Dalam rilis yang dikeluarkan oleh Lembaga Survei Indonesia akhir 2017 lalu, jumlah pembaca sastra usia 17 tahun ke atas di Indonesia hanya 6,2 persen. Sebuah angka yang membuat kita geleng-geleng kepala dan bertanya, setidak penting itukah karya sastra di bumi Indonesia?
Selama ini, sastra di Indonesia memang hanya dinikmati oleh segelintir orang. Ia tidak pernah menjadi kebutuhan massal, yang digunakan dalam kehidupan bermasyarakat, berbangsa, dan bernegara. Kondisi tersebut tidak terjadi begitu saja. Ada skema besar, dalam kurikulum pendidikan nasional yang mengkonstruk semua itu.
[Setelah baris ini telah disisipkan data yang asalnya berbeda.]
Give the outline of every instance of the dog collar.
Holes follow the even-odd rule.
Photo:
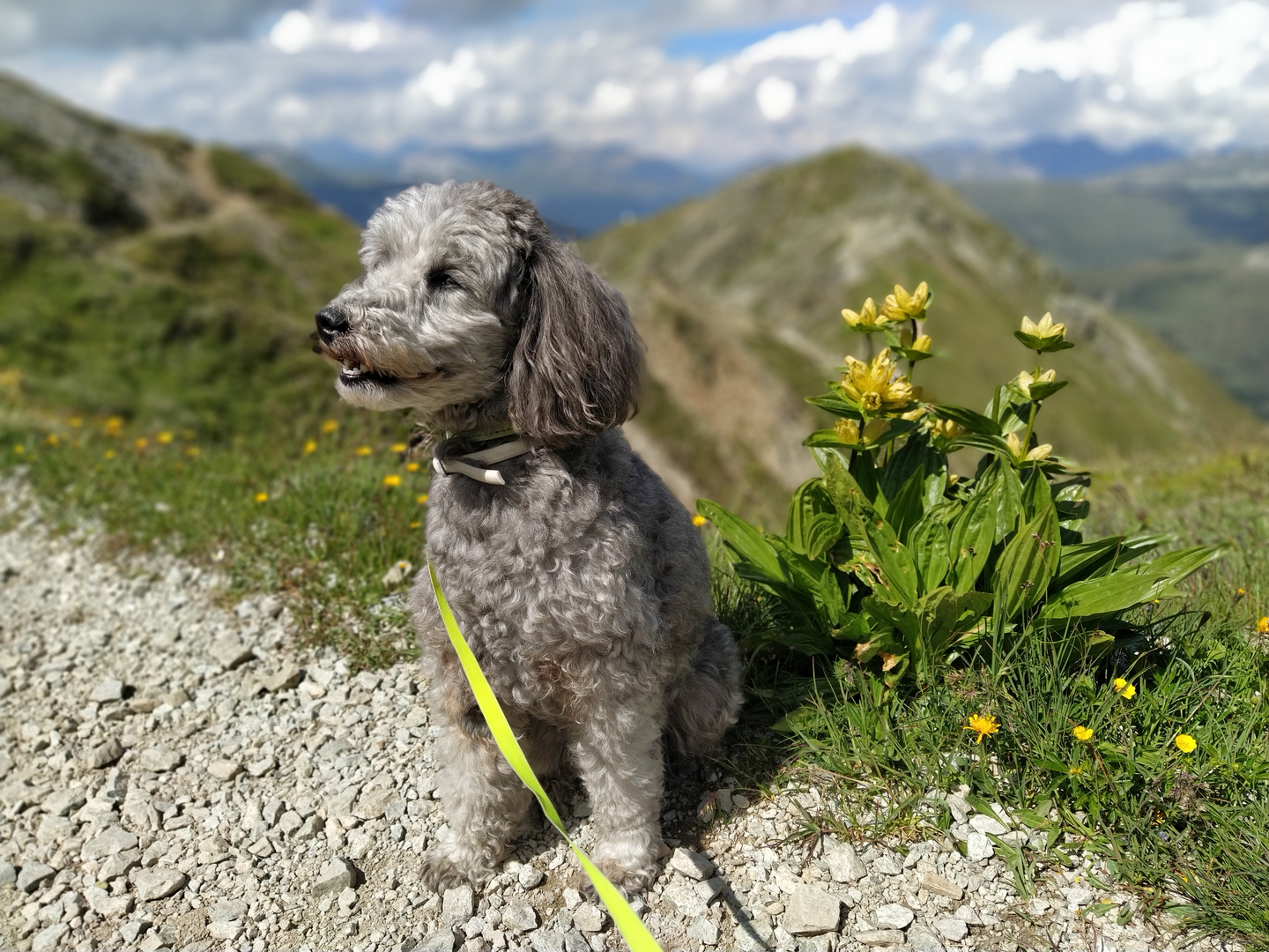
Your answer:
[[[514,435],[514,430],[511,434]],[[486,439],[489,439],[489,437],[486,437]],[[508,459],[514,459],[515,457],[524,456],[528,452],[529,444],[516,437],[515,439],[506,440],[505,443],[495,443],[494,446],[485,447],[475,453],[464,453],[463,456],[454,457],[452,459],[442,459],[440,454],[437,454],[431,457],[431,466],[442,476],[457,472],[467,476],[468,479],[476,480],[477,482],[487,482],[491,486],[505,486],[506,480],[503,479],[503,473],[497,470],[487,467],[494,463],[503,463]]]

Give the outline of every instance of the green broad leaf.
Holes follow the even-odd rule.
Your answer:
[[[742,565],[750,570],[746,578],[777,585],[788,583],[780,559],[765,534],[708,499],[697,500],[697,512],[714,524],[723,542],[741,557]]]
[[[934,506],[907,536],[907,547],[916,561],[921,588],[926,592],[942,585],[952,567],[952,532],[945,520],[962,508],[958,503]]]
[[[836,414],[838,416],[846,416],[851,420],[863,419],[863,414],[859,411],[859,405],[841,393],[822,393],[820,396],[807,397],[806,402],[812,406],[819,406],[822,410],[827,410],[830,414]]]
[[[938,414],[944,420],[952,420],[952,423],[963,426],[970,430],[970,433],[978,433],[985,437],[999,437],[1000,424],[992,420],[990,416],[983,416],[980,413],[975,413],[964,406],[953,406],[952,404],[938,404],[934,407],[934,413]]]
[[[917,585],[916,562],[912,561],[911,552],[898,541],[895,529],[884,519],[876,515],[865,518],[863,528],[868,547],[881,566],[886,586],[911,608],[916,602]]]
[[[1123,541],[1123,536],[1107,536],[1095,542],[1062,546],[1062,561],[1057,566],[1057,575],[1053,576],[1049,590],[1057,593],[1074,581],[1091,578],[1099,566],[1114,560]]]
[[[886,522],[895,529],[900,542],[907,542],[907,533],[925,515],[925,470],[917,470],[907,477],[907,482],[895,494],[886,510]]]
[[[877,482],[877,465],[872,451],[860,451],[850,457],[850,475],[863,490],[864,499],[878,509],[884,508],[886,498],[881,495],[881,486]]]
[[[1062,555],[1060,534],[1057,509],[1052,500],[1046,500],[1000,555],[992,586],[995,618],[1011,619],[1044,597]]]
Ya, lagi-lagi kembalinya ke pemerintah. Semacam ada pengaburan terhadap kesusastraan, dari generasi ke generasi. Ini imbas dari politik pendidikan di Indonesia, yang seolah membuang karya sastra dari sekolah-sekolah. Padahal, dalam sistem pendidikan saat negeri ini masih dijajah Belanda, siswa di Algemene Middlebare School (setingkat SMA) diwajibkan membaca dan membahas 25 novel. Sayang, politik pendidikan seperti itu tidak diterapkan lagi pasca kemerdekaan. Yang terjadi selanjutnya adalah, karya sastra semakin diabaikan, terpinggirkan, dan hampir-hampir jatuh ke jurang tak berlembah.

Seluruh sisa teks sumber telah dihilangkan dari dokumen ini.